Grand-Bassam Leiterin des Goethe-Instituts stirbt bei Anschlag in der Elfenbeinküste

Angreifer haben Hotels im Urlaubsort Grand-Bassam in dem westafrikanischen Land gestürmt und dort auf Gäste und Personal geschossen. Insgesamt starben mindestens 16 Menschen.

Unter den Opfern des Terroranschlags an der Elfenbeinküste ist nach Angaben des Auswärtigen Amtes auch eine Deutsche. Dabei handelt es sich um die Leiterin des Goethe-Instituts in der ivorischen Wirtschaftsmetropole Abidjan, Henrike Grohs, wie ein Mitarbeiter des Instituts sagte. "Wir stehen alle unter Schock und sind sehr traurig." Grohs sei regelmäßig an den Strand im Urlaubsort Grand-Bassam gefahren, an dem Attentäter am Sonntag drei Hotels angriffen.

Schwerbewaffnete hatten am Sonntag drei Hotels und einen Strand des auch bei Touristen beliebten Badeorts Grand-Bassam angegriffen. Insgesamt 14 Zivilisten und zwei Soldaten seien von den "Terroristen" getötet worden, sagte Präsident Alassane Ouattara am Abend nach einem Besuch vor Ort. Nach seinen Angaben wurden auch sechs der Angreifer getötet.

Die Angreifer sollen "Allahu Akbar" gerufen haben

Augenzeugen berichteten, die Angreifer hätten "Allahu Akbar" (Gott ist groß) gerufen. Mehrere schwerbewaffnete Angreifer sollen zunächst am Strand des Badeorts das Feuer auf Badegäste eröffnet haben.

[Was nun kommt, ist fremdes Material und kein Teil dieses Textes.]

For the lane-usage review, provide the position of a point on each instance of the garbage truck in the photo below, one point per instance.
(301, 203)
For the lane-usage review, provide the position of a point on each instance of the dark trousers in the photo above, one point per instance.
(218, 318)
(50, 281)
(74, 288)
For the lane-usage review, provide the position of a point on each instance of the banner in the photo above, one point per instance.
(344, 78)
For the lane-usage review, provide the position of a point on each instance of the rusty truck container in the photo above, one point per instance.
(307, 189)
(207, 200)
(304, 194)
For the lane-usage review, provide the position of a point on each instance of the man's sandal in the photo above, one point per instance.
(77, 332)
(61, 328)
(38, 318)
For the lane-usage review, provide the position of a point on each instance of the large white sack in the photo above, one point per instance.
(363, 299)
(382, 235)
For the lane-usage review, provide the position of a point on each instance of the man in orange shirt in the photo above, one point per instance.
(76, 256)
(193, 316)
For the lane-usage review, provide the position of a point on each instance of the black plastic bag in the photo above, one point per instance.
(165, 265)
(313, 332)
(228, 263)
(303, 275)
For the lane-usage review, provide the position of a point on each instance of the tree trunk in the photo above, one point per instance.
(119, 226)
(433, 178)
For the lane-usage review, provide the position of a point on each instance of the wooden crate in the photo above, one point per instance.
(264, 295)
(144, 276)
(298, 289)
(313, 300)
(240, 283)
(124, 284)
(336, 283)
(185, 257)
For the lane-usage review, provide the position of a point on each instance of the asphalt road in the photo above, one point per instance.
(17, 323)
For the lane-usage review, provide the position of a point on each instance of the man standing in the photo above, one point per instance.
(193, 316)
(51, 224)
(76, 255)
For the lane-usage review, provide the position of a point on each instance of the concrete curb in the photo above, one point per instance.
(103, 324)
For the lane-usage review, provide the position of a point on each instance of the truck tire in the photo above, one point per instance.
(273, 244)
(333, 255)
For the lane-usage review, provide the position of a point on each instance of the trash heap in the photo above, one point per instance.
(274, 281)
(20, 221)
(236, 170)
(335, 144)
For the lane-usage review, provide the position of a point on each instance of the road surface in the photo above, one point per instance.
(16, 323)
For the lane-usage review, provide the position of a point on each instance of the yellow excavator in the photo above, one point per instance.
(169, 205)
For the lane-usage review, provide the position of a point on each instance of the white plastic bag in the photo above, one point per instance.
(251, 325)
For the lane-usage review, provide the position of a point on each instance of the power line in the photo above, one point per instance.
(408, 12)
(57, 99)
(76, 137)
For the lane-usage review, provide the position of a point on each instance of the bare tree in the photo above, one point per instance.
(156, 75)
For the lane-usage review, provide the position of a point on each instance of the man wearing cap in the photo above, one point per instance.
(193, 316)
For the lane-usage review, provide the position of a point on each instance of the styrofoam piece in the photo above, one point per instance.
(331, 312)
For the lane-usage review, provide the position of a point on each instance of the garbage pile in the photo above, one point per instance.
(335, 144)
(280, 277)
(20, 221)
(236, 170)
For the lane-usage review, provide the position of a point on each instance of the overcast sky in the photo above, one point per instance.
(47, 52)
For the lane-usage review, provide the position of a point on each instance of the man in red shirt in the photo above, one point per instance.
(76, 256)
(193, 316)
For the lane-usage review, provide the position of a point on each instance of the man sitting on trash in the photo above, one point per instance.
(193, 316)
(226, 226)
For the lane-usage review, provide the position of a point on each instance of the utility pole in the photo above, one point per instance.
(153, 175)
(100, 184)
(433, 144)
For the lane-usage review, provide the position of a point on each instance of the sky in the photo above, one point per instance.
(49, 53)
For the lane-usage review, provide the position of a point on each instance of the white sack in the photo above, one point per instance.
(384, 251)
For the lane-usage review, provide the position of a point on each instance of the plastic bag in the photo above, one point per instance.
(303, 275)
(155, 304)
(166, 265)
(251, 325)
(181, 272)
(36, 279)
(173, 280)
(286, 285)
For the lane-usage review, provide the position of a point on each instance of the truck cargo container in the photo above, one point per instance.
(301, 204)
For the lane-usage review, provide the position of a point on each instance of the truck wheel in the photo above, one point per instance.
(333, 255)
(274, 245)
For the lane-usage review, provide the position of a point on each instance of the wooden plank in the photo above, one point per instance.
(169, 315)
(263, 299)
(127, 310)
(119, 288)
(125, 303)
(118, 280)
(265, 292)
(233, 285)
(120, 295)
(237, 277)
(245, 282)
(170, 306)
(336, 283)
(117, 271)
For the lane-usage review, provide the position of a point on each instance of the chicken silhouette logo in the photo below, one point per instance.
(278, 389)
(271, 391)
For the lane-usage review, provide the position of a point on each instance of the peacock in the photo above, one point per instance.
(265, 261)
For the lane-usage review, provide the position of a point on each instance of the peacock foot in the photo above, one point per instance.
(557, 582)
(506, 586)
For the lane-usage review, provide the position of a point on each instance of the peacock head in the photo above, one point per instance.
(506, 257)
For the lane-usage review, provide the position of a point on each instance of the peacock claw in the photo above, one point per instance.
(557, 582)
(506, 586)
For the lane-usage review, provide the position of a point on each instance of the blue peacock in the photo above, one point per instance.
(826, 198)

"Wir waren am Strand, wir haben Schüsse gehört und Menschen weglaufen gesehen, und uns ist klar geworden, dass das ein Angriff ist", berichtete ein Zeuge. Offenbar setzten die vermummten Männer anschließend ihre Angriffe auf die angrenzenden Hotels im französischen Viertel des Orts fort.

Ein libanesischer Gast des Hotels L'Etoile du Sud sah nach eigenen Angaben einen Angreifer mit einer Kalaschnikow und einem Gürtel mit Granaten. Andere berichteten, wie Gäste aus den Hotels in Sicherheit gebracht wurden.

Die Armee riegelte die Umgebung ab. Der rund 40 Kilometer östlich der Hauptstadt Abidjan gelegene Ferienort Grand-Bassam war während der französischen Herrschaft die wichtigste Stadt der Kolonie. Die 80.000-Einwohner-Stadt mit ihren eleganten historischen Fassaden gehört zum Weltkulturerbe und ist auch bei in der Elfenbeinküste lebenden Ausländern beliebt.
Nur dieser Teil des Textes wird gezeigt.